Redefine’s revenue slashed by 30% and dividend deferred

The South African listed property sectors has been one of the hardest hit and one of the slowest to recover, following the advent of the coronavirus pandemic and ensuing lockdowns. Redefine, the country’s second largest real-estate investment trust by market capitalisation, announced its interim results to February 28 2021 and there was very little to get excited about. Nearly every important performance metric was down on the prior period, with rental reversions arguably the most concerning barometer of performance.

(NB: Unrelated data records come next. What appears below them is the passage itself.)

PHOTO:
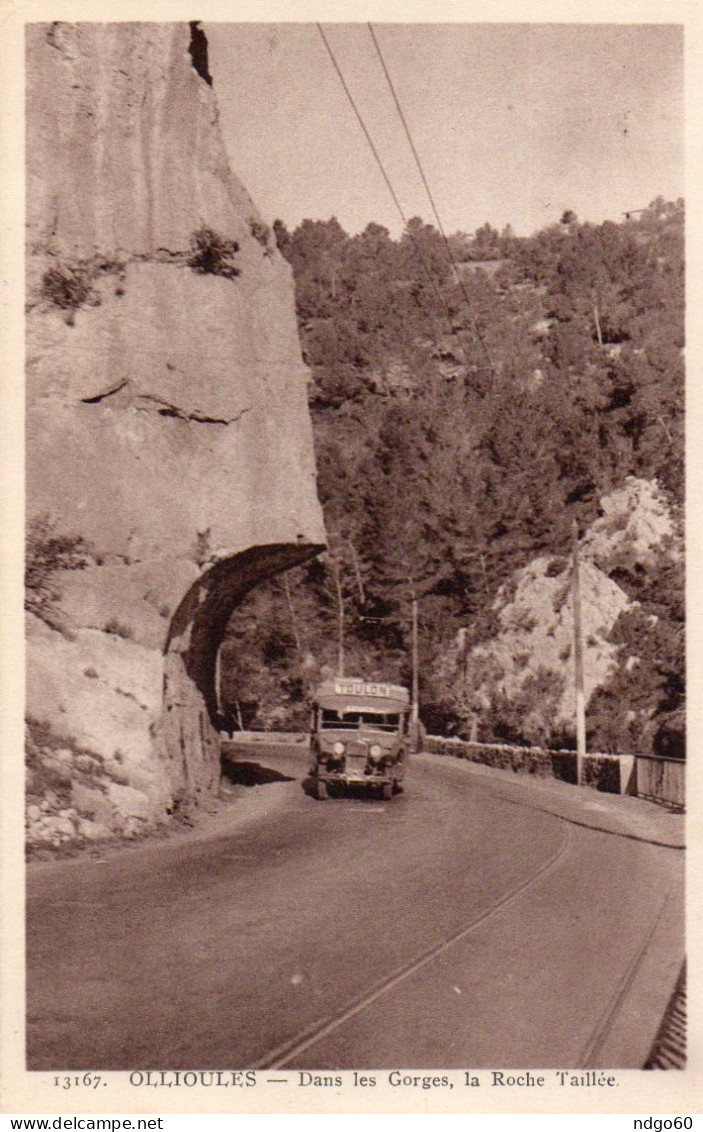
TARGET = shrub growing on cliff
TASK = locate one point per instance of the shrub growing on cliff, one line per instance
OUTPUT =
(212, 254)
(46, 554)
(68, 286)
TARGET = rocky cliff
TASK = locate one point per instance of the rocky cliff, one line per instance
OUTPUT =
(170, 462)
(523, 676)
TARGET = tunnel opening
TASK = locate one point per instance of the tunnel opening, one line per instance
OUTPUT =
(188, 738)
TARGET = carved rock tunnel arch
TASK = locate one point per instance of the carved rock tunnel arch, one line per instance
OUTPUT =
(188, 738)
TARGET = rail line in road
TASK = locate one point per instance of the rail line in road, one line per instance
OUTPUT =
(283, 1054)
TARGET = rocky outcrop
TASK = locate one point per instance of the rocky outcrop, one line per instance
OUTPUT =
(168, 430)
(525, 671)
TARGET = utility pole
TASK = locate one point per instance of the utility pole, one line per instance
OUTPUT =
(577, 660)
(416, 668)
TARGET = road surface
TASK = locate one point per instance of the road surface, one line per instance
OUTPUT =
(454, 926)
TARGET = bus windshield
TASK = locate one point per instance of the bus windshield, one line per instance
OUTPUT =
(354, 721)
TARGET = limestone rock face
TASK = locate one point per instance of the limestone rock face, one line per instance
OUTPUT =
(166, 412)
(528, 667)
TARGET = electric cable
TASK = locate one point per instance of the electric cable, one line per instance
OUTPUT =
(430, 198)
(392, 191)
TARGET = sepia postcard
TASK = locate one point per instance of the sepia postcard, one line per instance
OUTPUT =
(349, 365)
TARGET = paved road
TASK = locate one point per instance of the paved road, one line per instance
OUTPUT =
(449, 927)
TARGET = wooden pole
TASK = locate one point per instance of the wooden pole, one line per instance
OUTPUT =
(416, 667)
(579, 684)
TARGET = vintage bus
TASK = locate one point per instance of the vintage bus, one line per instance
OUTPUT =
(359, 736)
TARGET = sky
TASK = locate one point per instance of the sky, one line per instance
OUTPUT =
(513, 122)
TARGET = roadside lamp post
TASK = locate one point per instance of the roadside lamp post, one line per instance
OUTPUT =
(581, 748)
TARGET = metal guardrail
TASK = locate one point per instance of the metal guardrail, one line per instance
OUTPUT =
(660, 779)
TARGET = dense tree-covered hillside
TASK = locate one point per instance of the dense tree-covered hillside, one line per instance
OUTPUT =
(470, 399)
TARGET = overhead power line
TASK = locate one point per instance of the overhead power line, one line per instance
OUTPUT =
(416, 243)
(430, 197)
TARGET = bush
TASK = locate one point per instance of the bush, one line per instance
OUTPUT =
(68, 288)
(117, 628)
(48, 554)
(213, 255)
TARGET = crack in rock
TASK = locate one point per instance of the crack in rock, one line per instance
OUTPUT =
(146, 402)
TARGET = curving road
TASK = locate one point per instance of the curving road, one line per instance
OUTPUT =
(455, 926)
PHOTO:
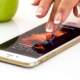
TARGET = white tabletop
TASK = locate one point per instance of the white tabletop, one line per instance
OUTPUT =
(64, 66)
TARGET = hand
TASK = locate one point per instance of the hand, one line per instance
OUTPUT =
(59, 14)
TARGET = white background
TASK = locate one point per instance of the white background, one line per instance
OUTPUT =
(64, 66)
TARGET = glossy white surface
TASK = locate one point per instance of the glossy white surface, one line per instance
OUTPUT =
(64, 66)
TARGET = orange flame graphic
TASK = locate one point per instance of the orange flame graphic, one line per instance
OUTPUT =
(39, 38)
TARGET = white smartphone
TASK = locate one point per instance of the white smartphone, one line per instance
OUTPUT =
(36, 46)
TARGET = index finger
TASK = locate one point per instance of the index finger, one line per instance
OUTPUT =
(50, 24)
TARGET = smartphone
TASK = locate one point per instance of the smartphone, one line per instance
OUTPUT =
(36, 46)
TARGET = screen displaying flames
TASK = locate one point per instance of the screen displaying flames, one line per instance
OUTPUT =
(41, 42)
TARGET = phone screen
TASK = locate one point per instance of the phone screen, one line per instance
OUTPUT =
(38, 42)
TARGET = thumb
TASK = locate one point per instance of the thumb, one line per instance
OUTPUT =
(64, 10)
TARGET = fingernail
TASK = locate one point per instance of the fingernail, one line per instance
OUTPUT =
(39, 11)
(50, 27)
(78, 10)
(58, 18)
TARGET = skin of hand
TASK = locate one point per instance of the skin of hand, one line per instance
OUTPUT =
(64, 7)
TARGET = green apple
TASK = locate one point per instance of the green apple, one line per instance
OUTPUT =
(8, 9)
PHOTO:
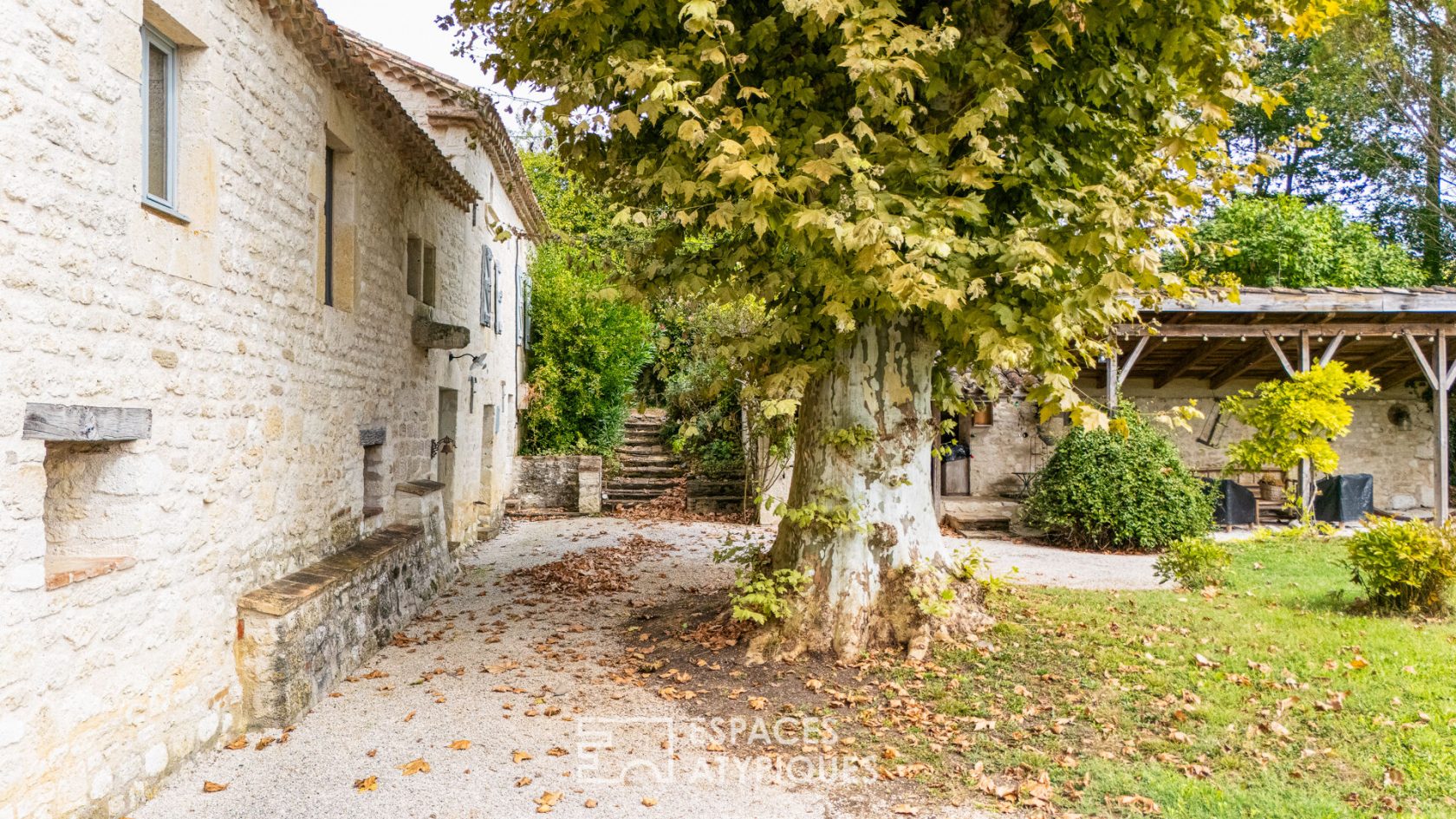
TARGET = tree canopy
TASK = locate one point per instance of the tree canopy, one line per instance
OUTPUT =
(995, 173)
(1282, 241)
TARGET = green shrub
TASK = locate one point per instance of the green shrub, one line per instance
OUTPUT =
(1193, 562)
(1404, 566)
(1115, 491)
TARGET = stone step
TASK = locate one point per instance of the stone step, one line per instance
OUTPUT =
(627, 503)
(629, 490)
(650, 470)
(647, 459)
(715, 503)
(638, 491)
(642, 481)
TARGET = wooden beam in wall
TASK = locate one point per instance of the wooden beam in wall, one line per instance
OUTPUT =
(63, 421)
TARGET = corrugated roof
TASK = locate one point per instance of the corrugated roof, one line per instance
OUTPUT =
(475, 108)
(346, 66)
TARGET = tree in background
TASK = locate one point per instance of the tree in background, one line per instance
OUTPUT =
(587, 344)
(907, 187)
(1376, 83)
(1297, 419)
(719, 414)
(1280, 241)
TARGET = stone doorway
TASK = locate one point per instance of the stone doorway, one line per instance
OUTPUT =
(445, 445)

The diversified REIT has large exposure to office and retail space, with many property analysts forecasting weak demand in these sub-sector for time to come. – Justin Rowe-Roberts

Redefine Property SENS statement: 

Condensed unaudited Group results for the six months ended 28 February 2021

  –  Loan-to-value improved to 44.3%

  –  Net asset value per share increased to 719.74 cents from 31 August 2020

  –  Realised asset disposals R4bn

  –  Distributable income per share decreased to 26.18 cents

  –  Significant progress made in transformation of senior executive team

Dividend for period ended 28 February 2021

Having regard to the effects of the Covid-19 pandemic, its impact on Redefine’s business operations, liquidity and LTV ratio, and the extraordinary uncertainty of its future impact on the Company, the board as a precautionary measure to provide the Company with additional flexibility and bolster its liquidity, has resolved to defer its decision on the declaration of a dividend until the release of the results for the year ended 31 August 2021, which is expected during November 2021.

Subject to the liquidity and solvency test as required by the Companies Act at the time of the declaration of the dividend, it is anticipated that Redefine should be in a position to pay a dividend for the 2021 financial year.